Lo studio clinico si concentra su due malattie: il Lupus Eritematoso Cutaneo Attivo (CLE) e il Lupus Eritematoso Sistemico (SLE) con manifestazioni cutanee. Queste condizioni sono caratterizzate da infiammazioni della pelle che possono causare eruzioni cutanee e lesioni. Il trattamento in esame è un farmaco chiamato PF-06823859, che è un tipo di anticorpo progettato per agire contro una proteina specifica nel corpo chiamata interferone beta. Questo farmaco viene somministrato come soluzione per iniezione.

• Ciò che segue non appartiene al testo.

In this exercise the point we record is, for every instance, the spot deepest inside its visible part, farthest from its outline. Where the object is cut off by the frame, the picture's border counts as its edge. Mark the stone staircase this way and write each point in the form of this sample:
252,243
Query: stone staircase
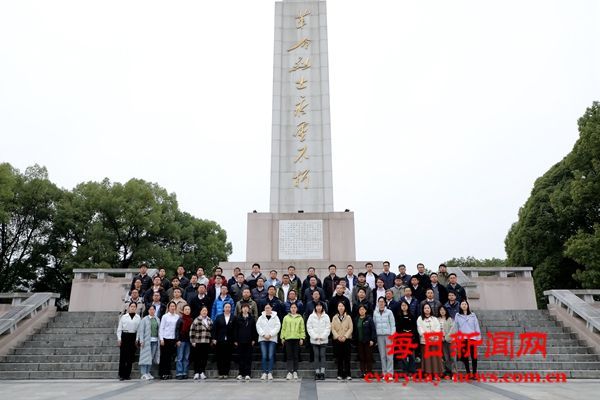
79,345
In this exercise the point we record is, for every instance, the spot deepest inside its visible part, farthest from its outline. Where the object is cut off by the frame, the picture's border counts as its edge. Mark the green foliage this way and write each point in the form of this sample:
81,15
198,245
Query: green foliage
46,232
558,228
468,262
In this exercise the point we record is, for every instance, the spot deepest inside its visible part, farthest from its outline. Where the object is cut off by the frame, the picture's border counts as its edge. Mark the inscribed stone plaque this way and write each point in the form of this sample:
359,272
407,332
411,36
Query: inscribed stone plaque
300,239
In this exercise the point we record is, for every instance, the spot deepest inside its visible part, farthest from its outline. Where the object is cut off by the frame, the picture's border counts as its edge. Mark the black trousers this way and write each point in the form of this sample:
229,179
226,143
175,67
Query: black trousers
200,357
472,348
127,354
167,352
342,355
223,353
245,358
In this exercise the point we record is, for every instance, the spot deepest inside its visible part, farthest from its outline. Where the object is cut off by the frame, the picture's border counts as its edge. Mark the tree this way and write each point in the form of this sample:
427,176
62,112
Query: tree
46,232
467,262
557,231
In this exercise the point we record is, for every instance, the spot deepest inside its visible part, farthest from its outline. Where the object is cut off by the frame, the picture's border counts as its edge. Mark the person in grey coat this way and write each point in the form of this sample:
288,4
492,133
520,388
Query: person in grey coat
147,337
385,325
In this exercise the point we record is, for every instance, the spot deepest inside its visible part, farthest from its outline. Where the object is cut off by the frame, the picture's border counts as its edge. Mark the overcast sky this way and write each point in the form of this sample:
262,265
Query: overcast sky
443,112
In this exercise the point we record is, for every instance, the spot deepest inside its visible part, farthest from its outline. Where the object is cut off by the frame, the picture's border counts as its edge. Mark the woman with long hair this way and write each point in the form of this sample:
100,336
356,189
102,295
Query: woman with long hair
318,327
166,334
385,325
182,340
427,323
406,324
292,337
365,337
223,335
147,337
200,336
267,327
447,325
126,336
467,324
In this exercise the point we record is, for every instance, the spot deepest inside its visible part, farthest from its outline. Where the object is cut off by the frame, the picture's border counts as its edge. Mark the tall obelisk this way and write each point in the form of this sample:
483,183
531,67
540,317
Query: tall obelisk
301,227
301,177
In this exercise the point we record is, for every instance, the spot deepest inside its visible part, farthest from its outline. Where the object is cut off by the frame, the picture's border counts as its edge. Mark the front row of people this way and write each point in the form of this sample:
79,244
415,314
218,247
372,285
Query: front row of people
180,336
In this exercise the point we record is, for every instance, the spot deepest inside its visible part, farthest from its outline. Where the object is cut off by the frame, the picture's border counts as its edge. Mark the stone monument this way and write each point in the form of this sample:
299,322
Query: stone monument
301,227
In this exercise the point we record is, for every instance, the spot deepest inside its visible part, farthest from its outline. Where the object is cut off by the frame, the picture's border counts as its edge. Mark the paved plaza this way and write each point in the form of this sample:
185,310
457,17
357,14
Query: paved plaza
284,390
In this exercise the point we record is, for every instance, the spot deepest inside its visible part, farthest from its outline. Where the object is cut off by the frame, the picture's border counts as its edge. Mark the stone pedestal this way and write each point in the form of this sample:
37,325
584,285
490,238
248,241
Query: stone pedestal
277,240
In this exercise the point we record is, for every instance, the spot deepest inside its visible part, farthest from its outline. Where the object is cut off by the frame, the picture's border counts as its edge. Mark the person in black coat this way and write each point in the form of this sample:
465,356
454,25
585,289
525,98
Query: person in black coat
365,337
306,282
330,283
422,276
277,305
223,337
418,291
440,292
144,277
390,303
453,285
245,336
201,299
406,324
313,287
335,300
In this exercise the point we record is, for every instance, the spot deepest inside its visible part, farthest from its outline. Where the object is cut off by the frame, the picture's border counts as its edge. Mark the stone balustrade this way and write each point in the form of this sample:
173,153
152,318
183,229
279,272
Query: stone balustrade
579,304
501,272
28,308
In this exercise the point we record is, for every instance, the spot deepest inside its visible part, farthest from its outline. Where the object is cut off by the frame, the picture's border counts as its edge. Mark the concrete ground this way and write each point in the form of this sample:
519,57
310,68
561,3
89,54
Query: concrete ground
284,390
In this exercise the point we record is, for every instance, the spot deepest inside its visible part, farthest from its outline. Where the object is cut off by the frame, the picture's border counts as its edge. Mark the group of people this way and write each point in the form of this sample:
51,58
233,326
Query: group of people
185,317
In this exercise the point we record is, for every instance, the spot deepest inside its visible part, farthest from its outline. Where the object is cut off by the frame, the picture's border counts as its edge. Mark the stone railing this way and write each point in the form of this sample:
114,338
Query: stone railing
514,285
578,304
98,273
501,272
22,310
101,289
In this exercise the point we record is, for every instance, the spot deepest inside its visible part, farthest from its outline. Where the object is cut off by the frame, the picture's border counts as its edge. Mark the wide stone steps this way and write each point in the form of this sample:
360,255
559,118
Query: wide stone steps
83,346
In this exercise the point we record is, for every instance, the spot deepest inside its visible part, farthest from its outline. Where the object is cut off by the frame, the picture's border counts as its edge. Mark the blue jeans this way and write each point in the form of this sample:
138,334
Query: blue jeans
183,359
267,349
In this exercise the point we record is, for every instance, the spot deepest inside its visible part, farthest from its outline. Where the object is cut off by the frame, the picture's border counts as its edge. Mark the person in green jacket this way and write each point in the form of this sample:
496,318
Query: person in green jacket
292,337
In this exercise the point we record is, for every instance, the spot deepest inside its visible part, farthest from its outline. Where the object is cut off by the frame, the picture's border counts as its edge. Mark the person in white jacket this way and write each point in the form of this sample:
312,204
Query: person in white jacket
318,327
267,327
428,324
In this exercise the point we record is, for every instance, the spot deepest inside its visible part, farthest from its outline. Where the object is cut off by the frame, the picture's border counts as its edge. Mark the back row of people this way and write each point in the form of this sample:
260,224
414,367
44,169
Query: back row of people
200,290
175,334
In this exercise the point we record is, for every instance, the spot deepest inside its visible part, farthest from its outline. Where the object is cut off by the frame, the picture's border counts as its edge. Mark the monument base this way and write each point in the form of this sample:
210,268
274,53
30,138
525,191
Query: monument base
278,240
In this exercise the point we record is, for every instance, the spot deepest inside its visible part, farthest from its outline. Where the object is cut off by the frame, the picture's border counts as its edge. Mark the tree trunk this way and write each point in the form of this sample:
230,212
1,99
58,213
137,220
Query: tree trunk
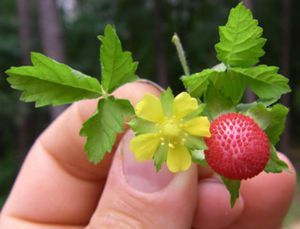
161,63
24,35
250,96
52,37
285,66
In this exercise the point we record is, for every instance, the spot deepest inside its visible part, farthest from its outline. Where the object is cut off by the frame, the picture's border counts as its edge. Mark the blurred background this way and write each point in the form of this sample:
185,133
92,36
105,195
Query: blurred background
67,31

Lo scopo dello studio è valutare l’effetto di PF-06823859 sui sintomi cutanei del lupus. I partecipanti riceveranno il farmaco o un placebo, che è una sostanza senza effetto terapeutico, per confrontare i risultati. Lo studio è progettato per durare diverse settimane, durante le quali i partecipanti saranno monitorati per osservare eventuali cambiamenti nei sintomi della pelle e per garantire la sicurezza del trattamento.
Durante lo studio, i partecipanti saranno sottoposti a visite regolari per valutare l’efficacia del trattamento e monitorare eventuali effetti collaterali. L’obiettivo principale è vedere come il farmaco influisce su un punteggio specifico legato all’attività della malattia nella pelle dopo 12 settimane. I risultati aiuteranno a capire se PF-06823859 può essere un trattamento efficace per le persone con CLE o SLE con manifestazioni cutanee.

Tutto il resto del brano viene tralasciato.